Una sfida che chiama in causa la sinistra, evidentemente. “Il lavoro si è trasformato profondamente, il peso e il potere dell’algoritmo non detta soltanto i ritmi della fatica ma l’articolazione dei rapporti di produzione, all’interno di una fabbrica, di un paese, di un Continente come l’Europa. Occorre che la politica se ne occupi, e non lasci solo lo spazio al mercato che utilizza i big data per i profitti di grandi multinazionali”, la riflessione di Arturo Scotto. Che non si sottrae poi ad una riflessione su ciò che è accaduto in Italia negli ultimi mesi e sulla scelta di Articolo 1 di sostenere il governo Conte bis: “In questo paese è successo che un tipo, che ha fatto il Ministro degli Interni per 14 mesi, ha chiesto per sé pieni poteri. La reazione del Parlamento è stata giusta, a difesa non soltanto delle proprie prerogative ma di una idea di democrazia parlamentare che è il pilastro su cui regge la Costituzione repubblicana nel nostro paese. Ora, la risposta è tutta da costruire; c’è un governo, ed i primi segnali sono in controtendenza: scompare la flat tax e ritorna la progressività fiscale, scompare una idea proprietaria delle istituzioni e ritorna la dialettica fra le forze politiche, scompare il cinismo terribile con cui si è affrontato il grande nodo storico delle migrazioni e si mette in campo una gestione più seria, più ordinata, e soprattutto capace di dire che non si possono lasciare delle persone affogare in mare”.
Ritornano soprattutto politiche sociali attive, aggiunge Scotto, “sia sul piano dei servizi, con l’incremento del fondo famiglia, a partire dagli asili nido, sia sul piano del potere d’acquisto delle buste paga, ancora troppo basso rispetto al resto d’Europa, sia sul piano del rilancio della sanità pubblica: il ministro Francesco Speranza, oltre ad aver voluto l’abolizione del superticket, ha messo in campo un cospicuo, robusto piano di investimenti: 2 miliardi in più rispetto allo scorso anno sul fondo sanitario nazionale e 2 miliardi in più sull’edilizia sanitaria”.
Basta? “Certamente no. Occorre che questa maggioranza da emergenziale diventi politica, in grado di articolare un progetto di governo del paese che duri negli anni e che abbia un riflesso negli Enti locali per una nuova alleanza dei progressisti”.
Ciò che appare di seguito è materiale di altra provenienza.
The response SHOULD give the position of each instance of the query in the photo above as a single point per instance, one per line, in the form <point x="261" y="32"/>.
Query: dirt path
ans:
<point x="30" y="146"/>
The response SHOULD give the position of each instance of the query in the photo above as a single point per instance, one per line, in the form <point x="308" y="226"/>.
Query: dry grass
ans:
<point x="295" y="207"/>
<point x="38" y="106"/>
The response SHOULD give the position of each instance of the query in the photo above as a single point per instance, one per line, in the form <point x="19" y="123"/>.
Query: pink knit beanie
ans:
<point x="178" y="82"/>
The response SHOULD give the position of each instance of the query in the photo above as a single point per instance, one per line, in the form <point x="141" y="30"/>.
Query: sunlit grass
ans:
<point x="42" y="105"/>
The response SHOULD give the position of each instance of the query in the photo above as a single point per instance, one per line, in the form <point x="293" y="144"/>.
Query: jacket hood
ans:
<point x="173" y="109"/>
E’ su questo che sta lavorando Articolo 1, sottolinea Scotto: “abbiamo deciso di fare la nostra strada, di ricostruire una sinistra politica e del lavoro. Basta Articolo 1? Assolutamente no. Tuttavia, siamo in campo per riorganizzare e rafforzare la nostra posizione. Poniamo una domanda a tutti, a partire dal Partito Democratico: il campo frantumato della sinistra, così com’è oggi, è sufficiente? Il Pd ha la cassetta degli attrezzi per reagire alla crisi democratica del nostro paese, ha gli strumenti culturali, politici e organizzativi? Noi crediamo sia il tempo di riaprire una grande discussione di massa tra partiti, associazioni, movimenti, sindacati per provare a mettere insieme una forza che rappresenti, innanzitutto, il lavoro che cambia e che si riposizioni sulla domanda che pone il libro di Luigi Agostini: qual è la cultura politica che, ancora oggi, ha le chiavi per interpretare il mondo? Persino l’Economist, un giornale liberale, sostiene che oggi sia il tempo del socialismo. Bisogna andare verso la costruzione di una forza socialista, critica col capitalismo di oggi, che metta al centro la questione ambientale e che rappresenti gli ultimi di questo paese, che sono i lavoratori”.